For this purpose have I established the Constitution of this land.
What purpose, again?
"that every man may act in doctrine and principle pertaining to futurity, according to the moral agency which I have given unto him, that every man may be accountable for his own sins in the day of judgment . . . And for this purpose have I established the Constitution of this land."
On second thought, maybe this whole Constitution-thing was not such a good idea; maybe it was better to sit underneath the sins of our wicked kings and NOT be accountable.
As Mosiah II declared:
I command you to do these things, and that ye have no king; that if these people commit sins and iniquities they shall be answered upon their own heads.
For behold I say unto you, the sins of many people have been caused by the iniquities of their kings; therefore their iniquities are answered upon the heads of their kings.
So before we decide to sign our John Hancock and become the Lord's constitution, we should ask ourselves if that is what we truly want.
Up until this time in 2022, we have not seen Zion because no people on earth have been willing to be the Lord's constitution; they've preferred the relative anonymity of co-habitating among Babylon's kings and lords, in ignorance.
"Ye Are My Constitution?"
On April 25, 1844 . . .
[Note the date: this was a month after the "Last Charge Meeting" in which Joseph rolled off the Kingdom of God to the Council of 50.]

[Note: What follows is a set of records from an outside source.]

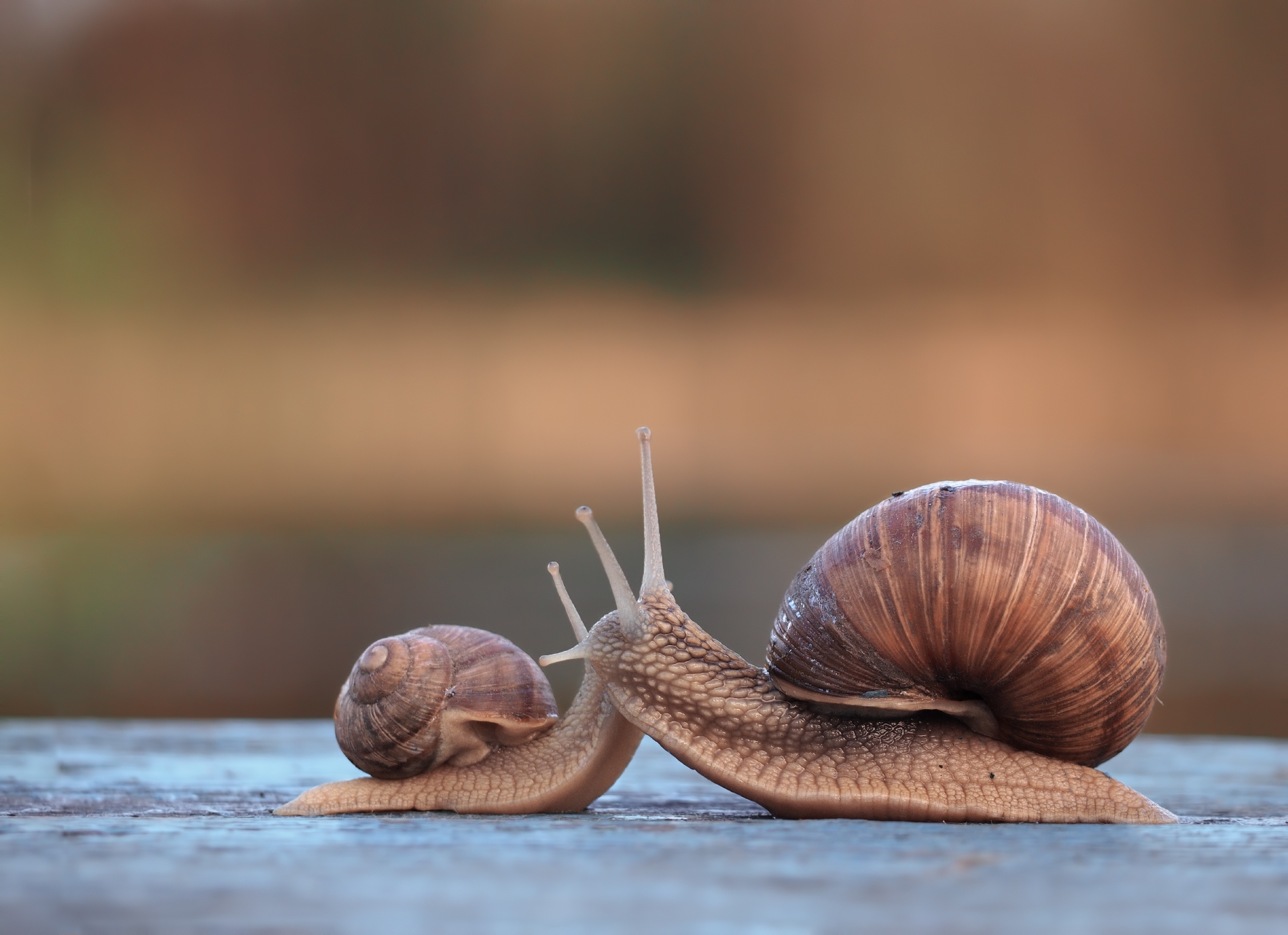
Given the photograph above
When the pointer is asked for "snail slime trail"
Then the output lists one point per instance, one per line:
(962, 652)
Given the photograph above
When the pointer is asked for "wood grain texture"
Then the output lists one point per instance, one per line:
(989, 590)
(141, 827)
(725, 719)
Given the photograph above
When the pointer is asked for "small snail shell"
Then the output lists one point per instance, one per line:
(440, 695)
(999, 603)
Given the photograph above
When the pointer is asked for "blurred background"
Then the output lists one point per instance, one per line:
(318, 318)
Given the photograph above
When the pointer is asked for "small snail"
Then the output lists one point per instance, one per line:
(962, 652)
(459, 719)
(440, 696)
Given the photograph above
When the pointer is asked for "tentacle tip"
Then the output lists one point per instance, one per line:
(577, 652)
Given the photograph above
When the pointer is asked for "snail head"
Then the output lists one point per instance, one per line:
(635, 620)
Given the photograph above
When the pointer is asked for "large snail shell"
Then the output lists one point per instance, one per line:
(979, 590)
(435, 696)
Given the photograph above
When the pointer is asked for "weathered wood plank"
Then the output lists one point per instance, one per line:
(165, 827)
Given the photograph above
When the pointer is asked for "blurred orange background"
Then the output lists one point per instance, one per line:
(318, 320)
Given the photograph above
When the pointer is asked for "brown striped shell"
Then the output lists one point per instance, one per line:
(994, 602)
(435, 696)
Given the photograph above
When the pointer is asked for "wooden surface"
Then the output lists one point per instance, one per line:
(164, 826)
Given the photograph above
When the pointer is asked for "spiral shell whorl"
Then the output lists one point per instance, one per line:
(438, 695)
(989, 590)
(387, 718)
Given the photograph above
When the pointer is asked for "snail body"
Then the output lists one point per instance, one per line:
(456, 719)
(799, 758)
(435, 696)
(962, 652)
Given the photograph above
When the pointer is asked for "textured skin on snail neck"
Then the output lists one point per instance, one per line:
(565, 769)
(725, 719)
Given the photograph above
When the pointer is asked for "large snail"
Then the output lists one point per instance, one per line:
(962, 652)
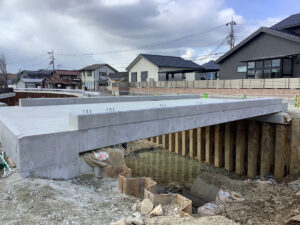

. . . the revelation was received that fundamentally and forever changed the government of the Church on earth.
Or should have.
As you know, Joseph died two months later; what he might have done with this revelation we do not know, for in the wake of his departure, his followers wrestled for leadership of the Church and splintered into 100 various factions (and counting). Today the LDS Church is the largest and wealthiest of them.
Sometimes I wonder if we, who have the advantage of hindsight, have learned anything in the intervening 178 years?
"The chairman [Joseph Smith] then made some further remarks and advised that we let the constitution alone. He would tell us the whole matter about the constitution as follows--
"Verily thus saith the Lord, ye are my constitution, and I am your God, and ye are my spokesmen. From henceforth do as I shall command you. Saith the Lord.
"Er Rigdon motioned that the constitution be received and the vote was unanimous, whereupon the council adjourned."
Has this revelation been repealed, replaced, or set aside? Then why are we governing the Church like we're still in the middle ages?
As Joseph's spiritual heirs, we were bequeathed a dual legacy, for those brave enough to embrace it:
1. The Doctrine of Christ
First we have the Doctrine of Christ, which is the crowning doctrine of the kingdom:
Behold, this is my doctrine― whosoever repenteth and cometh unto me, the same is my church.
Whosoever declareth more or less than this, the same is not of me, but is against me; therefore he is not of my church.
How should we interpret this simple statement? May I proffer that, at a minimum, it means that anyone who teaches we come unto Christ by any means other than repentance is placing a stumbling block in our path?
For example, is declaring we come unto Christ only through the keys held by men and the covenants and ordinances they control "more or less than this"?
2. The Constitution of Christ
When the Lord called us His constitution, saying, "From henceforth do as I shall command you," He was merely codifying what Nephi taught long ago:
I say unto you that if ye will enter in by the way, and receive the Holy Ghost, it will show unto you all things what ye should do.
Behold, this is the doctrine of Christ, and there will be no more doctrine given until after he shall manifest himself unto you in the flesh. And when he shall manifest himself unto you in the flesh, the things which he shall say unto you shall ye observe to do.
(2 Nephi 32:5-6)
Well, will 'ya look at that; the two doctrines are the same!
When we actually compare the Doctrine of Christ and what it means to be His Constitution, they're speaking about the same thing; to wit: (1) come unto Christ and receive His word; and (2) do it.